Wissenschaftliche Leistungen
Kochers Bedeutung reicht weit über die Schilddrüse hinaus. Er verfasste ein vielbeachtetes Standardwerk zur operativen Chirurgie, das in zahlreiche Sprachen übersetzt wurde. Seine sorgfältige, fast pedantische Arbeitsweise wurde zum Vorbild für Generationen von Ärzten.
- Pionier der antiseptischen und schonenden Chirurgie
- Erforschung der Funktion der Schilddrüse
- Entwicklung chirurgischer Instrumente, etwa der Kocher-Klemme
- Ausbildung einer ganzen Generation von Chirurgen
- Erkenntnisse zu den Folgen der vollständigen Schilddrüsenentfernung
Daten und Fakten
| Angabe | Wert |
|---|---|
| Geboren | 25. August 1841, Bern |
| Gestorben | 27. Juli 1917, Bern |
| Nobelpreis | 1909, Medizin |
| Schilddrüsenoperationen | über 5000 |
Kocher und das geistige Bern
Kocher wirkte zur gleichen Zeit wie zwei andere prägende Berner Figuren: Während er die Medizin veränderte, formte sein Zeitgenosse Ferdinand Hodler (1853–1918), Schweizer Symbolist und einer der bedeutendsten Maler des Landes, die Schweizer Kunst, und Paul Klee wurde wenig später zum international gefeierten Vertreter der Moderne. Viele Hauptwerke Hodlers hängen heute im Kunstmuseum Bern, das die Zeit dieser drei Berner Persönlichkeiten dokumentiert.
Sein Wirken lässt sich gut mit einem Besuch des Historischen Museums Bern verbinden, das auch die Wissenschaftsgeschichte der Stadt beleuchtet.
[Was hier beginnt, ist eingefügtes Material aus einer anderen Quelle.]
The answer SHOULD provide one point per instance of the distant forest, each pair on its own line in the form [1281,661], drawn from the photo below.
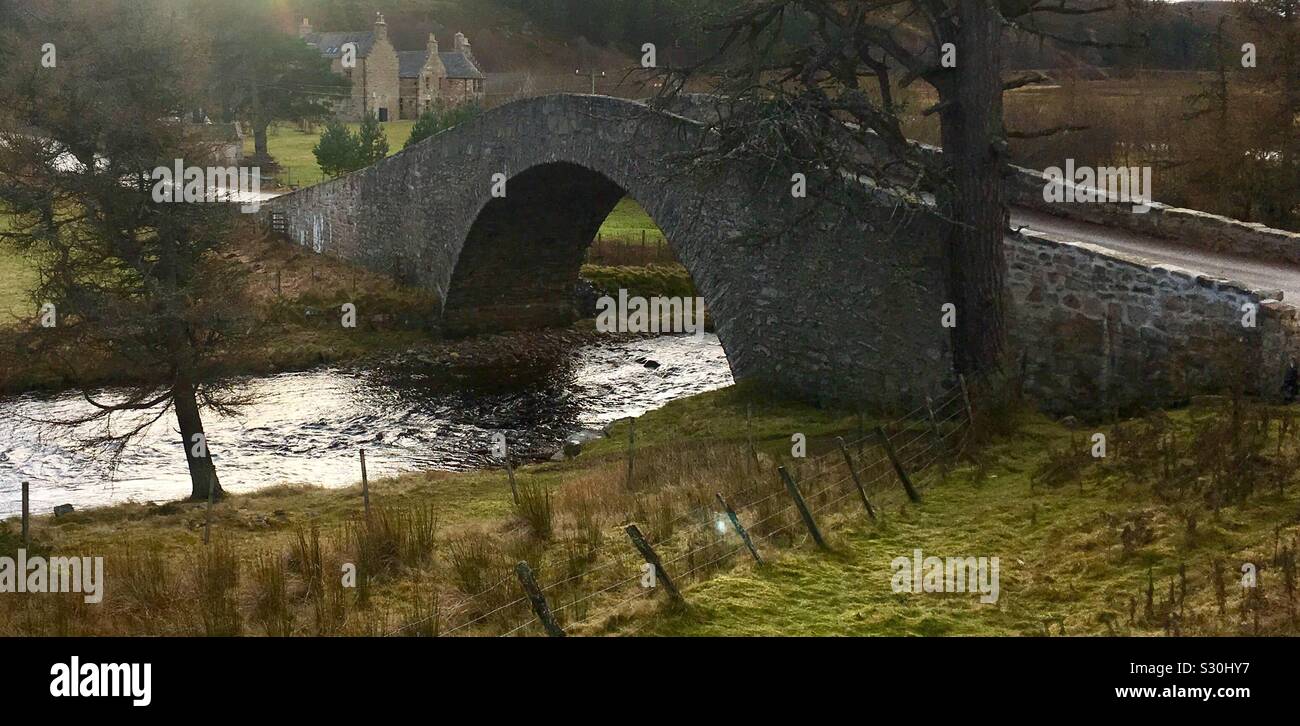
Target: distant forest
[1144,34]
Häufige Fragen zu Emil Theodor Kocher
Wofür erhielt Kocher den Nobelpreis?
Für seine Arbeiten zur Physiologie, Pathologie und Chirurgie der Schilddrüse, ausgezeichnet 1909.
Warum war Kocher so bedeutend?
Er war der erste Chirurg, der den Nobelpreis erhielt, und senkte durch präzise Technik die Sterblichkeit bei Operationen.
Was ist die Kocher-Klemme?
Ein von ihm entwickeltes chirurgisches Instrument, das bis heute verwendet wird.
Wo wirkte Kocher?
Über vier Jahrzehnte als Professor und Klinikdirektor in Bern.
Fazit
Emil Theodor Kocher machte Bern für vier Jahrzehnte zu einem Zentrum der Chirurgie. Sein Nobelpreis von 1909, seine über 5000 Schilddrüsenoperationen und die nach ihm benannte Kocher-Klemme sind bis heute Teil der medizinischen Fachsprache.